Erst als wir zu Mittag einen kurzen Stopp machen, um im Afrera-Salzsee eine Runde zu schwimmen, bessert sich die Stimmung wieder etwas. Der See liegt wunderschön und erinnert mit seiner türkisen Farbe an die Karibik. Das warme Wasser bringt zwar keine Abkühlung, aber es tut gut, den Vulkanstaub von der verschwitzten Haut abzuwaschen. Das anschließende Bad in den warmen Quellen gleich daneben ist entspannend, lässt aber den Schweiß dann wieder fließen.

Awash NP

Nach einer Übernachtung in Logia erreichen wir am nächsten Nachmittag unseren Zeltplatz im Awash Nationalpark, der letzten Station auf dieser Reise. Unsere Zelte stehen schön unter Bäumen direkt am Fluss (in dem wir aber wegen der Krokodile nicht baden sollten). Wir sind die einzige Gruppe heute und es ist angenehm ruhig.
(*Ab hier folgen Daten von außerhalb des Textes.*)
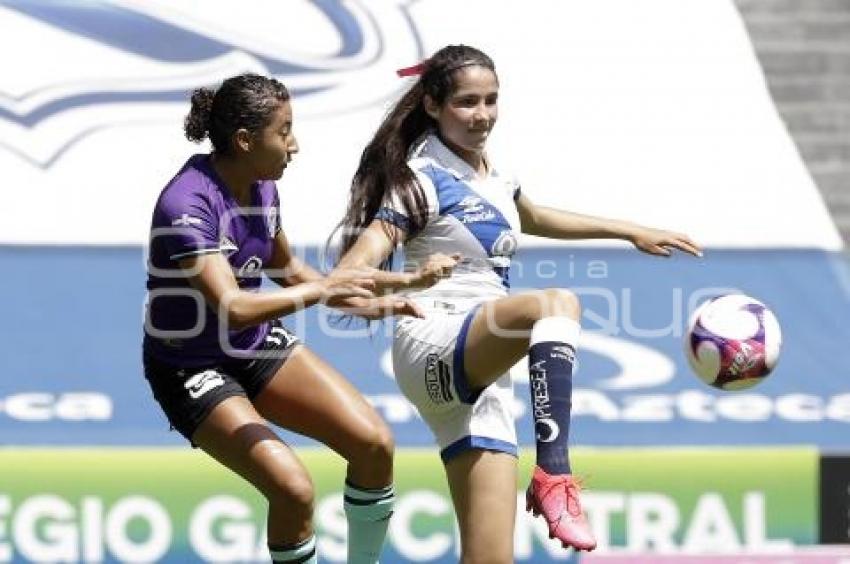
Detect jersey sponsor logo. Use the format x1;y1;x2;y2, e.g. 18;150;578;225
0;0;424;168
457;196;496;223
266;327;298;349
171;213;201;227
237;255;263;278
425;353;454;404
183;370;224;399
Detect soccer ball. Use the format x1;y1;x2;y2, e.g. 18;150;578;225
685;294;782;390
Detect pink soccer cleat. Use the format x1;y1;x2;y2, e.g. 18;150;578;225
525;466;596;551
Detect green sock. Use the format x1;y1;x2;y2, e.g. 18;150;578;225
344;480;395;564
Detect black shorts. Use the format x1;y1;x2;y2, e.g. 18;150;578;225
143;321;300;446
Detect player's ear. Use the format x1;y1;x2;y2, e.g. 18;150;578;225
233;127;254;153
422;94;440;120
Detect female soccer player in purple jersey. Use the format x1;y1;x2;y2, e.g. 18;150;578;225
328;46;700;563
143;75;427;563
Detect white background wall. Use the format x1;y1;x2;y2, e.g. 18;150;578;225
0;0;841;249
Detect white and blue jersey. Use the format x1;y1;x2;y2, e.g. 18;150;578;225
376;133;519;301
376;133;520;460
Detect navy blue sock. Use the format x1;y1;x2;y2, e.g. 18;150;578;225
528;317;580;474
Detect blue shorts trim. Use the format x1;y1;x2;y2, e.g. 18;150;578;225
452;304;484;405
440;435;517;463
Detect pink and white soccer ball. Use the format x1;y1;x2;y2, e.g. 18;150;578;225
685;294;782;390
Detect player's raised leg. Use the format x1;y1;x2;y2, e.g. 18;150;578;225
464;289;596;550
446;449;517;564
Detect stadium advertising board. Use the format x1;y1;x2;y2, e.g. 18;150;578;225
0;248;850;449
0;448;818;563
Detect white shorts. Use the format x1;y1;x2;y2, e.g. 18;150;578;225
393;302;517;462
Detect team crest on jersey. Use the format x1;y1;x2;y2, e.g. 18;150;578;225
236;256;263;278
490;229;517;257
458;196;496;223
218;235;239;257
0;0;423;168
266;206;280;238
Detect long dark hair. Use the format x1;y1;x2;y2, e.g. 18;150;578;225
331;45;496;269
183;74;289;155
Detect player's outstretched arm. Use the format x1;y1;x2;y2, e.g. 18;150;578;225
180;253;375;329
510;194;702;257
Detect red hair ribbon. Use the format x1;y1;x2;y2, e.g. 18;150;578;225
395;59;428;78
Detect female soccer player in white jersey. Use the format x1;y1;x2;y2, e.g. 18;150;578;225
338;46;700;563
144;75;424;564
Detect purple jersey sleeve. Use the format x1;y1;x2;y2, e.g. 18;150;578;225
151;186;221;260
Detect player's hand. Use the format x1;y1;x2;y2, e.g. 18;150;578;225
410;253;460;288
629;226;702;257
338;294;425;321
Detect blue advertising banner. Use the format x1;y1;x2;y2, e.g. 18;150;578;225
0;246;850;448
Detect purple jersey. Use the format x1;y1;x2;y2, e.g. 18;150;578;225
144;155;280;366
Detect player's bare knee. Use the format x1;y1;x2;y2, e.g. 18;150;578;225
364;422;395;471
541;288;581;319
263;472;316;508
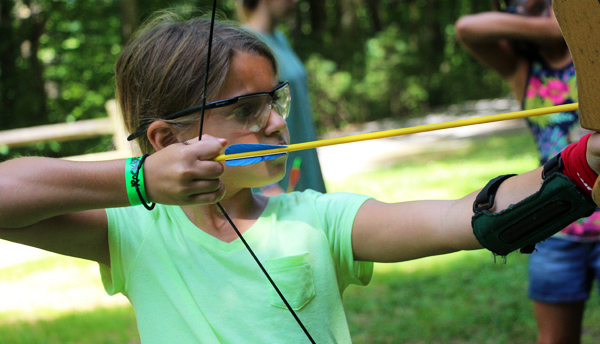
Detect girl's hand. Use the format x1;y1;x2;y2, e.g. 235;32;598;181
144;135;227;205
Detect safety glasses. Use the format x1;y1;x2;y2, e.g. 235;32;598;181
127;82;291;141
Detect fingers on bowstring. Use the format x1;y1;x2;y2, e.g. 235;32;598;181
182;134;227;160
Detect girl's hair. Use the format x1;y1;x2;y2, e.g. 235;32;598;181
236;0;261;21
115;12;278;153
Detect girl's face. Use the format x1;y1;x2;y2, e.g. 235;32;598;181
190;52;289;189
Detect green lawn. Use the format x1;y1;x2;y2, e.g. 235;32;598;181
0;133;600;344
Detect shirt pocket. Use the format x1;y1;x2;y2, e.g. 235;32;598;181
265;252;315;311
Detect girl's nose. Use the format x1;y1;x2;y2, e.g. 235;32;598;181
265;108;287;135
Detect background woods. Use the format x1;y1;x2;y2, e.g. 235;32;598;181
0;0;506;160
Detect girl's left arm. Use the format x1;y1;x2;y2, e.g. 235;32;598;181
352;168;542;262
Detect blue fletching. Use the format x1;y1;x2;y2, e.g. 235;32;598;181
225;143;287;166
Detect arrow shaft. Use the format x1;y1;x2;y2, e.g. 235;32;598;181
214;103;579;161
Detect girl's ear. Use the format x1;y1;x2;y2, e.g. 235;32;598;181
147;121;179;152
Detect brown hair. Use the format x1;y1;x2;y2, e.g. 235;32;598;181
115;12;277;153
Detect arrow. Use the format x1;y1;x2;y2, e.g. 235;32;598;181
224;143;287;166
214;103;579;166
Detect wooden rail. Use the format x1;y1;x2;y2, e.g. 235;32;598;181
0;99;140;161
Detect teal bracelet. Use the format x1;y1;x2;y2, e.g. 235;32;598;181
135;154;156;210
125;157;142;205
125;154;156;210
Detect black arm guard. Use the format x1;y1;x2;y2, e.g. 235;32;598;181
471;167;596;256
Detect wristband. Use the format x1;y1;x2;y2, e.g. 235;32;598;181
125;154;156;210
135;154;156;210
125;157;143;205
560;134;598;196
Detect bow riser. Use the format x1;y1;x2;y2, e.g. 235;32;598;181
553;0;600;131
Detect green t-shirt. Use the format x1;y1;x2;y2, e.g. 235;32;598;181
100;190;373;344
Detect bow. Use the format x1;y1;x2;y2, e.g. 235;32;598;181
552;0;600;204
195;0;600;343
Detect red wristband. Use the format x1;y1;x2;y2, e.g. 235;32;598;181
560;134;598;196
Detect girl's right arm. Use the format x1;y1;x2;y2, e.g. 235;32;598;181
0;139;225;265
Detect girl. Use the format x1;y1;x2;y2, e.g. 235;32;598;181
0;9;600;343
456;0;600;343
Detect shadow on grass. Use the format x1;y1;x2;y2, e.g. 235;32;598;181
0;307;140;344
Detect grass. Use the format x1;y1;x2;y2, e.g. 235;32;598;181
0;130;600;344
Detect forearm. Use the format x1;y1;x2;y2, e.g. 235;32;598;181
0;157;129;228
456;12;565;47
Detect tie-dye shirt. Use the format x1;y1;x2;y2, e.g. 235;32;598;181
522;61;600;242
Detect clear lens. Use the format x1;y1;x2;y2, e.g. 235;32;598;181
223;85;291;132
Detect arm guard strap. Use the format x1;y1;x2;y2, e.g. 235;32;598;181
471;171;596;256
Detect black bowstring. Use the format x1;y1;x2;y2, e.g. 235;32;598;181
198;0;316;344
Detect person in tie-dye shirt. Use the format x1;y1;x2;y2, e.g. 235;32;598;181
456;0;600;343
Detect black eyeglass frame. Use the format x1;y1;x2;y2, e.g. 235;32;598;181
127;81;289;141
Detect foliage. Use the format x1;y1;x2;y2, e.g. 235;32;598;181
0;0;507;157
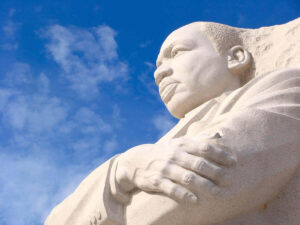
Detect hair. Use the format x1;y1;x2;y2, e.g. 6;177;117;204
199;18;300;83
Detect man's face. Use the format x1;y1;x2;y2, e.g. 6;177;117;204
154;23;236;118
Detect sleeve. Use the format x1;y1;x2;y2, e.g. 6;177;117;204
45;157;124;225
198;71;300;212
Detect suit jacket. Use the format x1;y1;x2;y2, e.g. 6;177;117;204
45;69;300;225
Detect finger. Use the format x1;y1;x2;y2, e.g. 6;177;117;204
174;152;229;186
179;140;235;166
137;174;198;203
162;163;221;196
159;178;198;204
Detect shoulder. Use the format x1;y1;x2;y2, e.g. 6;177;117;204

Bevor es dunkel wird, machen wir noch eine Runde durch die nähere Umgebung: Paviane und Meerkatzen beobachten uns neugierig. Auch ein paar weiße Ibisse und Tokos mit rotem Schnabel entdecken wir in den Bäumen. Das Abendessen mit Kerzenlicht bei angenehmen Temperaturen, begleitet vom Zirpen der Grillen, versöhnt wieder ein bisschen mit der Enttäuschung am Vulkan.

Als uns am nächsten Morgen ein plötzlich einsetzender Regenguss das Frühstück verregnet, werden wir kurzerhand zur nahen Lodge gefahren, wo wir mit tollem Blick auf den Awash Wasserfall doch noch ein Frühstück bekommen. Anschließend geht sich auch noch eine Pirschfahrt durch den Park aus und wir bekommen eine hübsche Oryx-Antilope zu Gesicht.

Dann geht es aber leider schon wieder in Richtung Addis Abeba. Die Zeit ist viel zu schnell vergangen, so viele Eindrücke, neue Erfahrungen über ein faszinierendes Land, das so viel mehr bietet als man sich daheim in Europa vorgestellt hat.